Emerson fifth-grader Rhianna Friedman came up with the theme, and both of the Westerville elementary schools have many activities planned under the direction of Hanby school counselor Melissa Harps and Emerson and Hanby art teacher Juls Rathje.
After seeing a need in the community to recognize, appreciate and embrace differences, Harps said she is planning to make the theme of diversity a component of lessons and activities.
"By learning strategies to help solve problems when there is a conflict, difference in opinion or belief at a young age," Harps said, "it will lead to citizens (who) can work together to make our community a very special and cohesive place to live."
During the year, challenges will be presented to teams of students within classrooms so they can learn how to solve problems as a community.
Students will then discuss how they can put their solutions into practice in the real world.
When posed with the question of how differences can make Westerville stronger, Emerson fourth-grader Jackson Smith said, "I think we should use our differences every day to bring not just our community but the world closer together."
Harps said this is what she and Rathje are striving to cultivate in their schools.
Rathje plans to work with students to create a "Hanby City" and an "Emerson City."

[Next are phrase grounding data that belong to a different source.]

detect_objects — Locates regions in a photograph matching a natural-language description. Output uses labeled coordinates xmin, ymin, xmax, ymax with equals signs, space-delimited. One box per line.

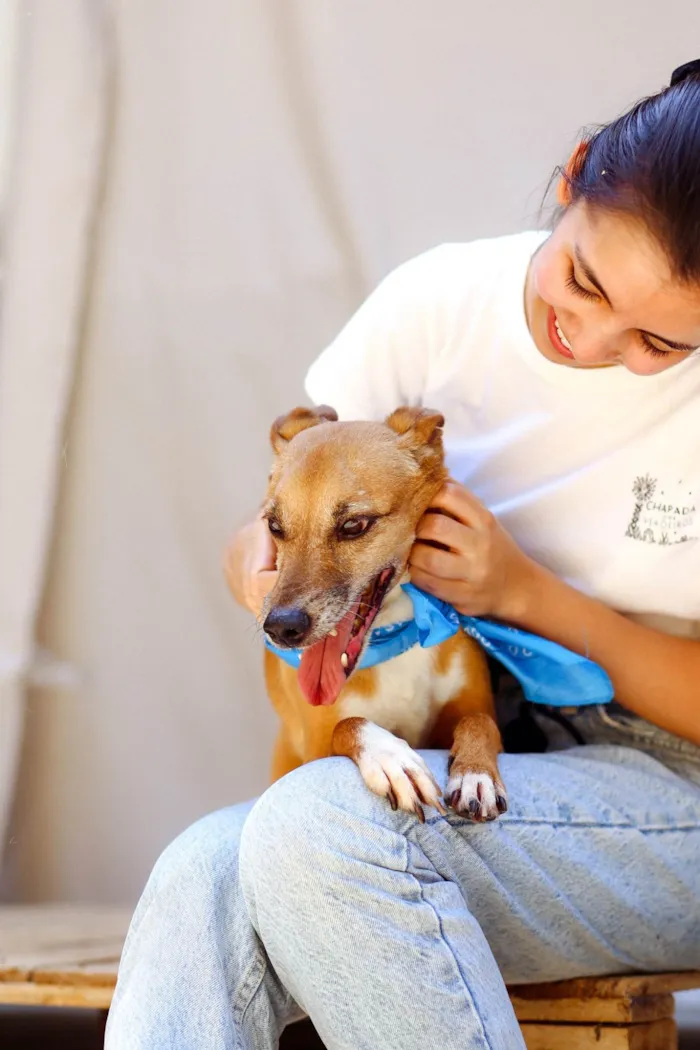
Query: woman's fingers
xmin=429 ymin=480 xmax=490 ymax=526
xmin=412 ymin=480 xmax=534 ymax=620
xmin=409 ymin=539 xmax=464 ymax=579
xmin=416 ymin=510 xmax=467 ymax=551
xmin=223 ymin=516 xmax=279 ymax=618
xmin=251 ymin=569 xmax=278 ymax=619
xmin=255 ymin=516 xmax=279 ymax=572
xmin=409 ymin=567 xmax=475 ymax=611
xmin=412 ymin=484 xmax=483 ymax=585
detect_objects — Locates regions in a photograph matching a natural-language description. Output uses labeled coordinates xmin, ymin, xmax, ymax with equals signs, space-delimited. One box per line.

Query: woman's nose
xmin=568 ymin=329 xmax=620 ymax=365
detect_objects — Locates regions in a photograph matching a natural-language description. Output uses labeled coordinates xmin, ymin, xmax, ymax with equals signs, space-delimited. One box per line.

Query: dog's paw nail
xmin=447 ymin=771 xmax=504 ymax=822
xmin=358 ymin=728 xmax=444 ymax=818
xmin=434 ymin=798 xmax=447 ymax=817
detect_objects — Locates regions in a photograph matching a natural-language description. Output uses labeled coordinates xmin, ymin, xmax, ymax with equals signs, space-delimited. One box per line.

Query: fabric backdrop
xmin=0 ymin=0 xmax=694 ymax=903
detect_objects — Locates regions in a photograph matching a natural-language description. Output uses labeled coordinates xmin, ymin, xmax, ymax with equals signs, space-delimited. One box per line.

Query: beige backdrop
xmin=1 ymin=0 xmax=695 ymax=904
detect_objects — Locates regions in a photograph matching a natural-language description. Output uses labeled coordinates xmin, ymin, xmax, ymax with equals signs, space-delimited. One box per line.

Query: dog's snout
xmin=264 ymin=606 xmax=312 ymax=647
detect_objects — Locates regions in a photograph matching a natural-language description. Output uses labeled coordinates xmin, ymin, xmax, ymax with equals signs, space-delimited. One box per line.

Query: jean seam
xmin=232 ymin=948 xmax=276 ymax=1050
xmin=438 ymin=817 xmax=700 ymax=831
xmin=403 ymin=834 xmax=497 ymax=1050
xmin=233 ymin=952 xmax=266 ymax=1018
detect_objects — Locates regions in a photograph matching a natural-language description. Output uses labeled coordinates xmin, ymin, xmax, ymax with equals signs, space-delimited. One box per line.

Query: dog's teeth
xmin=329 ymin=629 xmax=338 ymax=637
xmin=340 ymin=653 xmax=348 ymax=668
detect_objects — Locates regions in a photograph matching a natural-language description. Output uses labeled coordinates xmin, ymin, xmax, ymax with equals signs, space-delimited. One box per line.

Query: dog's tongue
xmin=298 ymin=605 xmax=357 ymax=706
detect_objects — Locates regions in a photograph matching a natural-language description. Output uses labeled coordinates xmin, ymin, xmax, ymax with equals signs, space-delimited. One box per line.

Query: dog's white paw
xmin=355 ymin=723 xmax=446 ymax=822
xmin=445 ymin=769 xmax=507 ymax=822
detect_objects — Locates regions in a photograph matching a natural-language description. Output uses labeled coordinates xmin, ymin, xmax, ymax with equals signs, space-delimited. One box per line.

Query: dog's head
xmin=262 ymin=404 xmax=447 ymax=706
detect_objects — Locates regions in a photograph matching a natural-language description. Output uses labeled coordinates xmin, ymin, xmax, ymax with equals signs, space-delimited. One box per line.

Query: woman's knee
xmin=239 ymin=757 xmax=411 ymax=926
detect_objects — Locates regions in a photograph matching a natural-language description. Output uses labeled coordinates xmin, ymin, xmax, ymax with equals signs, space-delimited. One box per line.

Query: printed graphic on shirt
xmin=625 ymin=475 xmax=697 ymax=545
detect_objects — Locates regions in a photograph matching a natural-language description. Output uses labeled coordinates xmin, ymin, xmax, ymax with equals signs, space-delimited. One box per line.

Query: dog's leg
xmin=444 ymin=712 xmax=507 ymax=822
xmin=271 ymin=729 xmax=303 ymax=782
xmin=332 ymin=717 xmax=446 ymax=822
xmin=427 ymin=635 xmax=507 ymax=822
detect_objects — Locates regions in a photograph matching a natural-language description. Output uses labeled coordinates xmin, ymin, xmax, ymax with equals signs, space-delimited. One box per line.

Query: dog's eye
xmin=267 ymin=519 xmax=285 ymax=539
xmin=338 ymin=517 xmax=373 ymax=539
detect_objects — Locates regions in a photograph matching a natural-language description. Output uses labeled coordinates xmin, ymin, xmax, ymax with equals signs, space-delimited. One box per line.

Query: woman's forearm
xmin=514 ymin=562 xmax=700 ymax=746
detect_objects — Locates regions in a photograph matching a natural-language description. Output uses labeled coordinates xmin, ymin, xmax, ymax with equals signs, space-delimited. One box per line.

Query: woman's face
xmin=525 ymin=203 xmax=700 ymax=375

Each grade level will complete a different piece of the city, such as buildings, vehicles, trees/nature, animals and people.
"This mural will be created out of paper and displayed in the hallways of both schools," Rathje said.
"The theme will be that we are all a part of our Westerville community and an important part of our school."
Already this year students decorated a hand template that reflects who they are and how they are unique.
Rathje said the students enjoyed showing creativity on their individual projects and were excited to see the final pieces -- gigantic, collaborative school diversity flags -- which will be prominently displayed at each building all year.
Rathje will again be working with the Westerville Arts Council in April to be a part of the Mount Carmel St. Ann's 4th Friday celebrations.
She recently led an activity during a 4th Friday and the Passport to the Arts, along with fifth-grade volunteers from both schools.
They invited people walking by to create a Postcard to Space, a collaboration with NASA and Projekt Postcard, a global art mission.
In April, the theme will be Diversity and the Standing Together project.
This month the Westerville Public Library will host an exhibition of student work and photographs of the diversity mural.
Students' written thoughts on diversity will be displayed along with the photographs.